Fourteen years ago in 1996, I eagerly started my first day in playgroup at the Swiss School. Over the next 9 years at the school, I made lifelong friends and had fantastic teachers that taught me to love learning. I have many fond memories of my primary school days: sleeping under the stars in school camps, admiring a hornbill that landed outside our classroom window, and swimming with my friends in various competitions. My bilingual education helped me transition to the Swiss Stream at the English-speaking UWCSEA, where I learnt the value of hard-work and perseverance, and discovered my curiosity for the sciences.
After the IB program and a gap year, I moved to St Andrews – a tiny seaside town in Scotland – for undergrad. In my first week of classes, I had a geology field trip to some local outcrops, and I learnt that field scientists get to go on outdoor adventures as part of their job! I was hooked. After a couple of summers working in different labs, I realized that I like studying the interactions of life and the environment.
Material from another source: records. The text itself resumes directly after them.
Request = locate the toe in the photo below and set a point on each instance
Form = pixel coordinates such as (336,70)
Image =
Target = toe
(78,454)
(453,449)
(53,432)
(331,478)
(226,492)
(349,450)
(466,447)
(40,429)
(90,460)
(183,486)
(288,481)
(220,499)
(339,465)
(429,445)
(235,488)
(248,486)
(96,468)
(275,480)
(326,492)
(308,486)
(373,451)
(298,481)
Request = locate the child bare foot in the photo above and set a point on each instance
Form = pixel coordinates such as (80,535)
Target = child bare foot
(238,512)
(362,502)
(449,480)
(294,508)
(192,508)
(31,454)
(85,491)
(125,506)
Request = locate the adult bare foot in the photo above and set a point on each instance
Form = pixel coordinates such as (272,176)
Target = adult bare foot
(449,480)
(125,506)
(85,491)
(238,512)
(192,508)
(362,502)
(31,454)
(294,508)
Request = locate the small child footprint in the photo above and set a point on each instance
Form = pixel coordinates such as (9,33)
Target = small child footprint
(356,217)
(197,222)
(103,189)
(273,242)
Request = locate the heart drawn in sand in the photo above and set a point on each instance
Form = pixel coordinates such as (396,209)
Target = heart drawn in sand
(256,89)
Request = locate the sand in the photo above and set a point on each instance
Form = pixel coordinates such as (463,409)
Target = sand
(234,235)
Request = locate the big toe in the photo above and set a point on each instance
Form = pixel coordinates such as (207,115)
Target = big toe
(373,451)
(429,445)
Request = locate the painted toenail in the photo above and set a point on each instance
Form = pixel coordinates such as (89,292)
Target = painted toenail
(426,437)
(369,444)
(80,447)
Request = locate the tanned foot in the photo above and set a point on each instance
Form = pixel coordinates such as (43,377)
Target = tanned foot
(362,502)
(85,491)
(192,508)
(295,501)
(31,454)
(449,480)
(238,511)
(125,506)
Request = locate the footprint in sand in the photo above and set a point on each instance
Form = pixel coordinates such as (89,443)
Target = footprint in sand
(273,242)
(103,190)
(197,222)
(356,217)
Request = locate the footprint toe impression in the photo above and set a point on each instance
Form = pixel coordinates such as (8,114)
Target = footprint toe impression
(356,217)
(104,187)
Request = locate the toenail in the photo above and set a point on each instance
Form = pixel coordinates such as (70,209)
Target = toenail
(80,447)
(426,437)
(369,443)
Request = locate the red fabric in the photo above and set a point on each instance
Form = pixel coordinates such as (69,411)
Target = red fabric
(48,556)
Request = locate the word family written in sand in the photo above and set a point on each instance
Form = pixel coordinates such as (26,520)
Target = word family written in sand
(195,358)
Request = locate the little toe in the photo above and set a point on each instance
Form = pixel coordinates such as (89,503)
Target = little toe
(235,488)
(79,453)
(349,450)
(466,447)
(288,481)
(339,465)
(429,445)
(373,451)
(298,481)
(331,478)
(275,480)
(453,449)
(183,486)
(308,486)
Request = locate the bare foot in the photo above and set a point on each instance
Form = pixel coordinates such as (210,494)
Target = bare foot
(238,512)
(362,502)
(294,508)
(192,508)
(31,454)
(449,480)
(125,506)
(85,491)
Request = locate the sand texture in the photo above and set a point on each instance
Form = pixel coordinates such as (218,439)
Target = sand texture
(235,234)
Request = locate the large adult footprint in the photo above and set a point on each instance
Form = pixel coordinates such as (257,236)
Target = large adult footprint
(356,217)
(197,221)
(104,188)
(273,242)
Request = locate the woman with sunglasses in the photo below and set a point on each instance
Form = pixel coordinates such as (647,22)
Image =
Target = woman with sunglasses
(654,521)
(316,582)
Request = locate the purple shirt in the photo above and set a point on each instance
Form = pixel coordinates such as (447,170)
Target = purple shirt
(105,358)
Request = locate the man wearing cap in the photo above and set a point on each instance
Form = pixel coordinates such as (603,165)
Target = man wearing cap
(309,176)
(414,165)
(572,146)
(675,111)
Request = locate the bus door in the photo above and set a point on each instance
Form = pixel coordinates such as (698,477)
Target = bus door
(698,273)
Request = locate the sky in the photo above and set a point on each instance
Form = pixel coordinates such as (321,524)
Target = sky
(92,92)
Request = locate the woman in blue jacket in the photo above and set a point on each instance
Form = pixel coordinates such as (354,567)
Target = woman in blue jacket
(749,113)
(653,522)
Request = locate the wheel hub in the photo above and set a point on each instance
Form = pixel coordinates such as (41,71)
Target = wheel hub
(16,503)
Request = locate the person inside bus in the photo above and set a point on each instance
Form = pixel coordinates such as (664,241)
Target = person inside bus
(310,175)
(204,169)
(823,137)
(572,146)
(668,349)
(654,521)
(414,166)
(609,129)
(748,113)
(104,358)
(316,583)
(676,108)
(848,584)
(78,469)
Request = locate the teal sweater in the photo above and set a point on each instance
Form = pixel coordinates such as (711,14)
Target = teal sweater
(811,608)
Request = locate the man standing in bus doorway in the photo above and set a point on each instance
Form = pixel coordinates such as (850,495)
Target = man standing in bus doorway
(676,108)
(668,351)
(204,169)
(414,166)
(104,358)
Now, I am in the 5th year of my PhD program in Earth System Science at Stanford University in California, USA. I study microbes at the bottom of the ocean, and how they cycle greenhouse gases and affect climate. Cumulatively, I have spent almost 3 months at sea, collecting samples from offshore California and in the Gulf of California, Mexico. When I am not doing fieldwork, you can find me in lab setting up experiments, processing data, or teaching classes. Although I do not know what the future holds after my PhD, I am glad to have found a program that satisfies my science curiosities and lets me go on maritime adventures.